Fracture Behaviour of Two Microstructurally Different Rocks Exposed to High Static Stress and Cyclic Disturbances: Fid-Bau Portal

Fracture Behaviour of Two Microstructurally Different Rocks Exposed to High Static Stress and Cyclic Disturbances

Miao, Shuting / Pan, Peng-Zhi / Yu, Peiyang / Hou, Wenbo

Abstract The mechanical behavior of rocks under cyclic loading has been widely studied, while the effect of microstructure on the dynamic responses of rocks was not well clarified. A series of uniaxial monotonic and coupled static–dynamic tests were performed on two microstructurally different rocks, i.e. red sandstone and granite, with the combination of digital image correlation (DIC) and acoustic emission (AE) techniques. Experimental results revealed that dynamic disturbances have a large role in the damage evolution and fracturing mechanism of rocks. A two- or three-stage evolution trend is observed in the variations of axial strain and cumulative AE counts during cyclic disturbances. The microstructure within rocks significantly affects the dynamic responses of rocks. The cyclic disturbance or disturbance history greatly enhances the strength and brittleness of red sandstone specimens and induces more energetic fractures. The failure mechanism of red sandstone is correlated to both intercrystalline slip and microfracturing. The inclined strain bands resulting from the irreversible deformation first merge, and then several short cracks appear in the form of high-strain bands and further coalesce as the cyclic disturbances proceed. Different from the red sandstone specimen, the granite specimen starts to generate abundant microcracks at high static stress, and those cracks are further activated, blunted, and unstably propagated during cyclic disturbances, resulting in tensile failure at a stress level much lower than its UCS. In addition, cyclic disturbances can induce more major tensile cracks and promote crack branching in granite specimens.
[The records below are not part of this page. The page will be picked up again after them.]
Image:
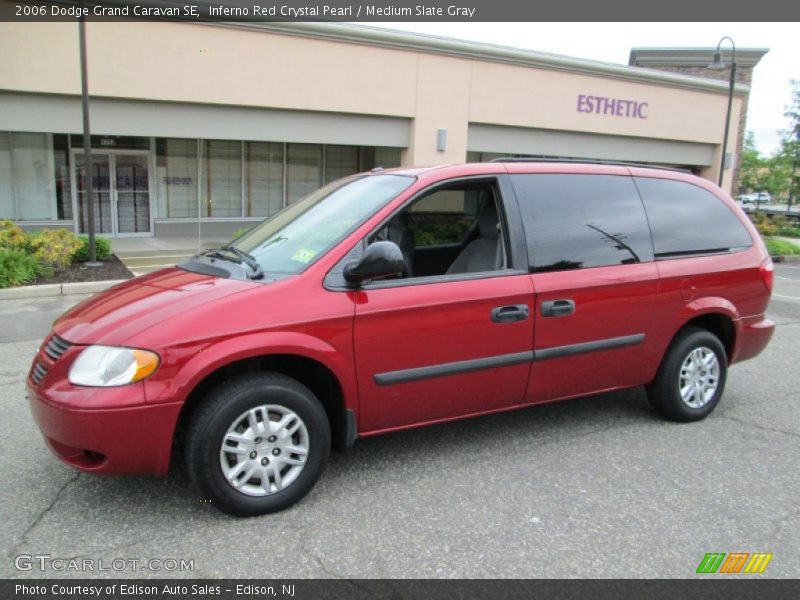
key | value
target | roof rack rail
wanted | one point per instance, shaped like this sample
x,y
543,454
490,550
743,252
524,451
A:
x,y
590,161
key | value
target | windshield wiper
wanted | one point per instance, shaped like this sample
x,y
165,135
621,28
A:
x,y
239,257
247,259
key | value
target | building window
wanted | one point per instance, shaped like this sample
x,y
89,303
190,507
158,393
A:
x,y
221,186
340,161
304,170
263,179
176,177
387,157
27,181
63,182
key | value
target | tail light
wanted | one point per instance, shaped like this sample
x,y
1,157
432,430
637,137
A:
x,y
767,270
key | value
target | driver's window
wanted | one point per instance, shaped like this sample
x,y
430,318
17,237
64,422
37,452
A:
x,y
451,230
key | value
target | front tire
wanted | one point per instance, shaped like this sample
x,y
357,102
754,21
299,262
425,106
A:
x,y
692,376
257,444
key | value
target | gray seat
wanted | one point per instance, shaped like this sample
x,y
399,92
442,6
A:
x,y
484,253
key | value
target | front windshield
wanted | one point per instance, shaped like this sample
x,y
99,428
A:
x,y
288,241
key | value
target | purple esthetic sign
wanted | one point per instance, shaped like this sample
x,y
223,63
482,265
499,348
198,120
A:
x,y
616,107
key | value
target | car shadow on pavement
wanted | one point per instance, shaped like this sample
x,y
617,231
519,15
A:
x,y
559,422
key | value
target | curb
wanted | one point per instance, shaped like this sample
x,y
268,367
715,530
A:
x,y
786,258
57,289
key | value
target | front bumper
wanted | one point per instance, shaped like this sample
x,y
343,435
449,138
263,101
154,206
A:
x,y
120,440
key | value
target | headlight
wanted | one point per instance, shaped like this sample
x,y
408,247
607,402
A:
x,y
106,366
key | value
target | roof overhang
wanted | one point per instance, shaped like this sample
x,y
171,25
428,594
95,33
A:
x,y
388,38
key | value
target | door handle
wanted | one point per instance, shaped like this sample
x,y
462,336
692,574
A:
x,y
557,308
510,314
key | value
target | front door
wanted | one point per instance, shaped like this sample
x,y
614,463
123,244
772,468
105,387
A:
x,y
444,341
121,193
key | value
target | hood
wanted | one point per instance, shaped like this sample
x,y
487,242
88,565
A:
x,y
113,317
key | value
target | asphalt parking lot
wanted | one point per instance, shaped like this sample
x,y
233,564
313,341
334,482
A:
x,y
595,487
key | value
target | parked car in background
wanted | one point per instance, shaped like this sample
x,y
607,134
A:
x,y
402,298
756,198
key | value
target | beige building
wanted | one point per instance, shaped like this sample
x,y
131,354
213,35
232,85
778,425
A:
x,y
225,123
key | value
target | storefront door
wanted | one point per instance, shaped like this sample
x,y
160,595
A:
x,y
121,193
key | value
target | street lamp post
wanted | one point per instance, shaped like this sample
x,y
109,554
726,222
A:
x,y
88,172
717,64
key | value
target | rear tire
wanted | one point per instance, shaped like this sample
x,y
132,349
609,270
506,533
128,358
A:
x,y
257,444
692,376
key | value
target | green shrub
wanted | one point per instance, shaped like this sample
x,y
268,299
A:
x,y
101,245
11,235
763,223
54,247
17,268
788,231
781,247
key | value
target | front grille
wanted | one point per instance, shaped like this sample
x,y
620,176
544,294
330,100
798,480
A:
x,y
38,372
55,347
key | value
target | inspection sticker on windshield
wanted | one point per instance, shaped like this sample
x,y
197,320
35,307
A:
x,y
304,255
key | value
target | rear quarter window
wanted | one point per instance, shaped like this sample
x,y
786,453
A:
x,y
582,221
686,219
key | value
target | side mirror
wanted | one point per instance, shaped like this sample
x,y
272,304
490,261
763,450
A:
x,y
379,260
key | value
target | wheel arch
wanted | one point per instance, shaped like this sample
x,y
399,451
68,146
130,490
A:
x,y
716,315
310,372
309,360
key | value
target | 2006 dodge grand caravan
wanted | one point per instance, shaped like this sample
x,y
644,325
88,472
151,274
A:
x,y
401,298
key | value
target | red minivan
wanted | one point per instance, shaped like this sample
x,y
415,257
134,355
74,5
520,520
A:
x,y
401,298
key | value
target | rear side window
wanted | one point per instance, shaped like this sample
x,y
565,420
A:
x,y
582,221
687,219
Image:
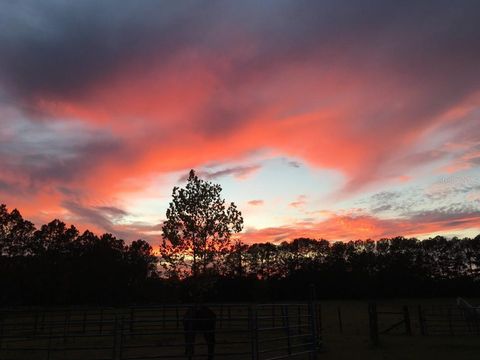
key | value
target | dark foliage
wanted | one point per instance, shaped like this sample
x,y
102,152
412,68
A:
x,y
56,265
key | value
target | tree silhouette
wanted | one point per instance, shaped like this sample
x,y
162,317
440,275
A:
x,y
199,225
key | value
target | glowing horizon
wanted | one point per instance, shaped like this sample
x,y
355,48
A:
x,y
319,119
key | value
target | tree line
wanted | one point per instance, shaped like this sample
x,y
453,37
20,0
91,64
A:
x,y
56,264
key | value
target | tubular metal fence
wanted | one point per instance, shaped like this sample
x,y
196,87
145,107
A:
x,y
242,331
448,320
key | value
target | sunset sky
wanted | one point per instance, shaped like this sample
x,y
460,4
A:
x,y
333,119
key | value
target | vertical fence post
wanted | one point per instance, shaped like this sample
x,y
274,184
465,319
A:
x,y
122,338
42,321
2,328
84,324
66,325
115,339
101,321
340,322
373,322
132,321
49,346
163,316
313,329
273,315
299,319
35,326
406,319
229,313
177,316
319,319
450,325
421,321
221,316
253,325
287,329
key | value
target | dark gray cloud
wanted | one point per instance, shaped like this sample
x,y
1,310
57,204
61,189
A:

The dynamic instability of the two microstructurally different rocks is generally preceded by an abrupt increase in the AE count rate and a decrease in the b value, which can be utilized for disaster prediction in rock and mining engineering.

Highlights The coupled static-dynamic tests were performed on microstructurally different rocks.The effect of rock microstructure on the dynamic responses of rocks is clarified.The dynamic failure of rocks is preceded by an abrupt increase in AE rate and a decrease in b value.